Great Housing For Our Nurses: A Top Priority

Continental TravelNurse is the only UK travel nurse agency to offer comprehensive housing to its clients – a fact that both the nurses and the clients who hire them absolutely love. For Housing Coordinator Jane Richter, her job only gets easier once the nurses have moved in.

“Two people just moved into a flat and said it’s better than their own home,” laughs Richter, who has been the Housing Coordinator at Continental TravelNurse for two years.

“People are always concerned about housing and expect the worse. Then, when they’ve been in the location for an assignment and are about to head off on a personal trip, they try to bargain with us to make sure they get the same exact location.”

In other words, nurses are skeptical that the housing provided will meet the high standards the expect and we guarantee. And then once they’re in it, they often convince themselves it’s a fluke. “They really believe none of the other flats will be as good as what they get,” she said.

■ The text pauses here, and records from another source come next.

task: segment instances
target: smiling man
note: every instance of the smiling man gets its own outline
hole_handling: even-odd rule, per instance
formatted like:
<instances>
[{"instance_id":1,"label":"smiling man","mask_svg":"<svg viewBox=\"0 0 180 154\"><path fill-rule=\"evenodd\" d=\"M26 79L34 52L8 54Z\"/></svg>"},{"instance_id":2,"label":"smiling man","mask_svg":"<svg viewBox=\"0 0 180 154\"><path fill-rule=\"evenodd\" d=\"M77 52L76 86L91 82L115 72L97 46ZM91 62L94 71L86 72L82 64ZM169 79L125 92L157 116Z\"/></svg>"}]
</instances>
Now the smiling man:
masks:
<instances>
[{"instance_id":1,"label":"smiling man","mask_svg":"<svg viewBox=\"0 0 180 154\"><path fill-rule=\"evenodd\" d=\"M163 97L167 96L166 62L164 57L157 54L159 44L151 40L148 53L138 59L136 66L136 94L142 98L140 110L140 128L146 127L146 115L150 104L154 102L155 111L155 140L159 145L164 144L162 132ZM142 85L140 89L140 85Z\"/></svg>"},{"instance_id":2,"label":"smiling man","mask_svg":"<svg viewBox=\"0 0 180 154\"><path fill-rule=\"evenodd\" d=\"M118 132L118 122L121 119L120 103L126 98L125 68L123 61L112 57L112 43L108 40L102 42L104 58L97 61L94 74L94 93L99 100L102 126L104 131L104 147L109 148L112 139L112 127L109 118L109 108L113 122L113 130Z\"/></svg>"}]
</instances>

But of course they are because Continental TravelNurse knows the importance of good housing for both the nurses and the clients who use them. “The feedback from the nurses to the hospitals about how good their housing is is always good and that makes the hospitals even more confident about working with us,” says Richter.

Continental TravelNurse achieves this high standard by checking out locations personally whenever possible and by building long-term relationships with housing agents, grading each apartment continually and always keeping in mind convenient transport to work. One future innovation Richter has been building on is to create a sort of travel nurse cul de sac when she’s found a prime location, such as a site in Edinburgh. It has excellent transportation to two different clients and the flats are very nice. “We’ve got three or four flats there,” says Richter. “It’s a lot of fun for the nurses to have a bit of a community there and it just makes sense. We’ll be doing more of that down the road.”

Indeed, that communal social network is a big draw for travel nurses and Richter loves to pair off people into the same flats that she knows will get along. “Two nurses, Amy and Bianca, have become best friends and they’re on their third or fourth assignment and they always insist on rooming together.

One key to Richter’s job as Housing Coordinator is managing expectations. Ironically, nurses before their first assignment tend to have really low expectations (they can’t imagine housing chosen by someone else will be acceptable to them) and really high. “Americans are used to really big houses and Australians are used to having a lot of land around their homes,” explains Richter. “So sometimes they find housing that –in the UK – may be really high standard but doesn’t match what they’re used to. But when it’s clean and nice and in a great location for both work and fun, they soon realize what a good job we’ve done.”

And that job never ends. Richter describes a typical day where she might juggle three different issues and keep three different nurses happy as a good one. And the scope of her job is challenging and fun.

“It goes from the biggest issue to the smallest detail,” says Richter. “From negotiating a lease agreement to getting a washing machine that’s gone on the fritz replaced the very same day. It’s never, ever boring.”